NATIONAL ENDOWMENT FOR THE HUMANITIES GRANT

The National Endowment for the Humanities’ (NEH) has awarded a $400,000 grant to support the exhibition “Spiro and the Art of the Mississippian World” at the National Cowboy & Western Heritage Museum. The first major presentation on the Spiro Mounds ever undertaken by a museum, the exhibition will share the art, history and culture of the Spiro people, representing the first, and possibly last, time these artifacts will be reunited from various collections across the country.

The exhibition will include approximately 200 objects and will debut at National Cowboy & Western Heritage Museum February 12 - May 16, 2021, before traveling to the Birmingham Museum of Art and then to the Dallas Museum of Art.  

The Spiro Mounds in Oklahoma are one of the United States’ most important ancient Native American sites, yet the Spiro people are nearly forgotten in the pages of history books, despite creating one of the most sophisticated ancient cultures. It is believed that the Spiroan people, along with other Mississippian groups across the eastern half of North America, created a world equal to that of the Aztec, Maya or Inca, consisting of trade networks and highly developed social, political and religious centers. During the 1930s, commercial and academic excavations revealed the Spiro site contained one of the greatest collections of prehistoric American Indian artifacts ever discovered in the United States.

This exhibition will include the reunification of a range of items looted and archaeologically excavated at Spiro that have not been together since the early 1930s and 1940s. Embossed copper plates, wooden sculptures, thousands of pearls and beads, large human effigy pipes and engraved shell gorgets and cups are just some of the things that were housed at Spiro. In fact, nearly 90% of all known engraved shell created during the Mississippian period (900 – 1650 AD) was discovered at this one site.

“The quality and quantity of material found in Spiro is unprecedented,” said Eric Singleton, Ph.D., Museum Curator of Ethnology. “We are grateful to have the support of the Spiroan descendants, the Caddo Nation and the Wichita and Affiliated Tribes, as we work on this exhibition. Without them, this exhibition would not be possible.”

The grant was approved through NEH’s public humanities projects program, which supports projects that bring the ideas and insights of the humanities to life for general audiences through in-person programming. Projects must engage humanities scholarship to analyze significant themes in disciplines such as history, literature, ethics and art history.

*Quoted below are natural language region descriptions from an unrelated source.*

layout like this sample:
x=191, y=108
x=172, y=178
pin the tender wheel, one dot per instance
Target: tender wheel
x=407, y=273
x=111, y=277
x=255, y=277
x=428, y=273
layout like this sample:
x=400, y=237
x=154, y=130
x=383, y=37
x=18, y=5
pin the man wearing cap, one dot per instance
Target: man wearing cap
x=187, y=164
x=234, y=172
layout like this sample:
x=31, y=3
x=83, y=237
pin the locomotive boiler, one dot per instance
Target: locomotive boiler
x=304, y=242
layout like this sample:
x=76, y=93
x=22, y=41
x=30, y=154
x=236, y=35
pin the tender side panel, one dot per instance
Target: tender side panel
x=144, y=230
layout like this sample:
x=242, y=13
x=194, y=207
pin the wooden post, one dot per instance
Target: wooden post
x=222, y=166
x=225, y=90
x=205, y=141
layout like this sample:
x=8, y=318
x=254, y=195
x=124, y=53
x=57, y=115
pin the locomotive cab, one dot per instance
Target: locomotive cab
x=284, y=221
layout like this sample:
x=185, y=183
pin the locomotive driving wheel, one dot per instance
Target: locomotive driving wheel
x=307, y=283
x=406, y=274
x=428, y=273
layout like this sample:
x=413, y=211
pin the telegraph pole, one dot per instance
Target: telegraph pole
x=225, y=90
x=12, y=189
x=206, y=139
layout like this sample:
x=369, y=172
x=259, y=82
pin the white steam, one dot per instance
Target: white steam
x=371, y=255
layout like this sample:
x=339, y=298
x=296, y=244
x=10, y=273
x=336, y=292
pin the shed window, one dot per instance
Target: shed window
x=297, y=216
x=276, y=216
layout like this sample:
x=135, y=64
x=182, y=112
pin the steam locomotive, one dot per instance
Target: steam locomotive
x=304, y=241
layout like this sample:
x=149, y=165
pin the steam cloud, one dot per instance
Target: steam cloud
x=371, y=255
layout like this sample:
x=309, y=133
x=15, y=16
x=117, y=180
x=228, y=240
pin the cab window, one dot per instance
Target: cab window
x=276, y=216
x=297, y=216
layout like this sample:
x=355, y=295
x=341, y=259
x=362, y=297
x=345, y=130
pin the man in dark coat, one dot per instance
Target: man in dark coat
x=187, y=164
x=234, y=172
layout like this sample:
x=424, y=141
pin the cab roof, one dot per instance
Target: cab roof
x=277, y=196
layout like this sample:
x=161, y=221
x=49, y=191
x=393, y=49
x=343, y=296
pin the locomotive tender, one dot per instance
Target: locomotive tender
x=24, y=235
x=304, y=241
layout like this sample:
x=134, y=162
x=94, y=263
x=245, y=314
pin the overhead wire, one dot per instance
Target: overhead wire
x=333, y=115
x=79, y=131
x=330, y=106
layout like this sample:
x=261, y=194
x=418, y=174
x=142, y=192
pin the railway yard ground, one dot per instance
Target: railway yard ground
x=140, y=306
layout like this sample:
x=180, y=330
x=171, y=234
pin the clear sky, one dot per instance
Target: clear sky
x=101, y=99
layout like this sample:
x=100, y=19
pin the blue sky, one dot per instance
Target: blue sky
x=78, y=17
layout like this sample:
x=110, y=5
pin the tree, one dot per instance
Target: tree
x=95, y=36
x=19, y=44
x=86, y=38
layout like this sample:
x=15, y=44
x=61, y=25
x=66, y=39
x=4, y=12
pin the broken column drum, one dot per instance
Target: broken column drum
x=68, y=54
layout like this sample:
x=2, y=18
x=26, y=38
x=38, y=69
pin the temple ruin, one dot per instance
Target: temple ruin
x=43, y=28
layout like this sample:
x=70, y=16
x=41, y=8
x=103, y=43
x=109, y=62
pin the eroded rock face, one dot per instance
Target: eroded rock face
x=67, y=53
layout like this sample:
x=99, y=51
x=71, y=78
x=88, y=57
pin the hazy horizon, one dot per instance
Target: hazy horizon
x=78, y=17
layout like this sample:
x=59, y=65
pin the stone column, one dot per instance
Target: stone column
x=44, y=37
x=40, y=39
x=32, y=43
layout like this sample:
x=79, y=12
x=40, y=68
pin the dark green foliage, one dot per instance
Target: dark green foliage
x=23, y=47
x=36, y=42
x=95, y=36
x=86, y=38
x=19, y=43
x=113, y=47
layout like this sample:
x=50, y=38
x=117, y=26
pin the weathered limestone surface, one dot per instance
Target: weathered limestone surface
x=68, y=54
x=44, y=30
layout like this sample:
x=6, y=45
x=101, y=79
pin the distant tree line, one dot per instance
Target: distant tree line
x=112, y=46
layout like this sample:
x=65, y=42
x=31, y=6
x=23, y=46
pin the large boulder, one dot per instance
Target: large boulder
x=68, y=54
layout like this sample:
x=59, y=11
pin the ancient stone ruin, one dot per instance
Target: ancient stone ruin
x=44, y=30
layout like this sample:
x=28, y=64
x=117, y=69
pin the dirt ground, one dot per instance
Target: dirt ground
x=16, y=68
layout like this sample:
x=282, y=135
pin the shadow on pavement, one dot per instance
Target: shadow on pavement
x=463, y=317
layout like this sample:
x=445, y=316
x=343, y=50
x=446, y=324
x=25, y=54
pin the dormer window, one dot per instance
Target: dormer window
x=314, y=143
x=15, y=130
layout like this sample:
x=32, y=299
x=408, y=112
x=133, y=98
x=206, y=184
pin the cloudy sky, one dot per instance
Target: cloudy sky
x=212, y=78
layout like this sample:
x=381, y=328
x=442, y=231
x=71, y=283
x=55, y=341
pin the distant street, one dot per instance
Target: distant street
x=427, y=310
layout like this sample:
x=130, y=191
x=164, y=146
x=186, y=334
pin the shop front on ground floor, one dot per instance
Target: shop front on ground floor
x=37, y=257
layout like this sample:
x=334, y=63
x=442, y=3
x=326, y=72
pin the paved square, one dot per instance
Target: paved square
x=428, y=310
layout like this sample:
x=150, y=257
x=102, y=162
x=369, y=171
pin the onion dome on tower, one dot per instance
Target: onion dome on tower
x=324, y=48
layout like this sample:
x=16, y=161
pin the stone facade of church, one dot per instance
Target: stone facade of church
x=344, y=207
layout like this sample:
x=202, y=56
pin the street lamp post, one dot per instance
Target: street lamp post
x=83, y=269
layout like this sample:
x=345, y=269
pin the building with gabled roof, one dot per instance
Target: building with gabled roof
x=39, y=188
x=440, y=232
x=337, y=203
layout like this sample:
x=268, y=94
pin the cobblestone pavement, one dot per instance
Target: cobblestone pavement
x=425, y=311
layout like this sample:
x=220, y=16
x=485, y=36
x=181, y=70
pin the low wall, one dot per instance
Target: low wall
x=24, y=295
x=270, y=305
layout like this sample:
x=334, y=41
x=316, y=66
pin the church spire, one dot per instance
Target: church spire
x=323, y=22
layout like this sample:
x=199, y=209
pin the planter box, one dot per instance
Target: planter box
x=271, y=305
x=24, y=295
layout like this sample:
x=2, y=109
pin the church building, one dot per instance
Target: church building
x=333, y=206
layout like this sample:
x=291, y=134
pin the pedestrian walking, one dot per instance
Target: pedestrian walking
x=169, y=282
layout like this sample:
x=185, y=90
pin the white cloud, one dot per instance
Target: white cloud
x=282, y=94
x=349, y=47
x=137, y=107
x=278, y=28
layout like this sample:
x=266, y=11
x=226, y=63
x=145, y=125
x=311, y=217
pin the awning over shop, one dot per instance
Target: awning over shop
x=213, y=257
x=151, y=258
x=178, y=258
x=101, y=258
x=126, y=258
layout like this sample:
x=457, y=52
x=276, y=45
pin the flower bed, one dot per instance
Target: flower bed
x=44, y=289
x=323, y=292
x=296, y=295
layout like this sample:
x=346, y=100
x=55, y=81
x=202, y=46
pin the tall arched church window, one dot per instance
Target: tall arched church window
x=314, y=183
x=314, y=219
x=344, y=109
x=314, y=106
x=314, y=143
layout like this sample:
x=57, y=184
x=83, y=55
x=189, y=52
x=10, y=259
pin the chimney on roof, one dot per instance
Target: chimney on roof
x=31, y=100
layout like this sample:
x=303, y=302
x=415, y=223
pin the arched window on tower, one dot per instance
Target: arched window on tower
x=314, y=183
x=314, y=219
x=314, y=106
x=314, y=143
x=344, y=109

“We are extremely grateful to be awarded a highly competitive and prestigious National Endowment for the Humanities’ grant in support of our Spiro and the Art of the Mississippian World exhibition and publication,” said Museum President & CEO Natalie Shirley. “The uniqueness and vast social importance of Spiro needs to be shared with the world, and the support and generosity of the National Endowment for the Humanities’ will help make that possible.”

 

The Spiro and the Art of the Mississippian World has been made possible in part by a major grant from the National Endowment for the Humanities: Exploring the human endeavor.

Any views, findings, conclusions, or recommendations expressed in this press release, do not necessarily represent those of the National Endowment for the Humanities.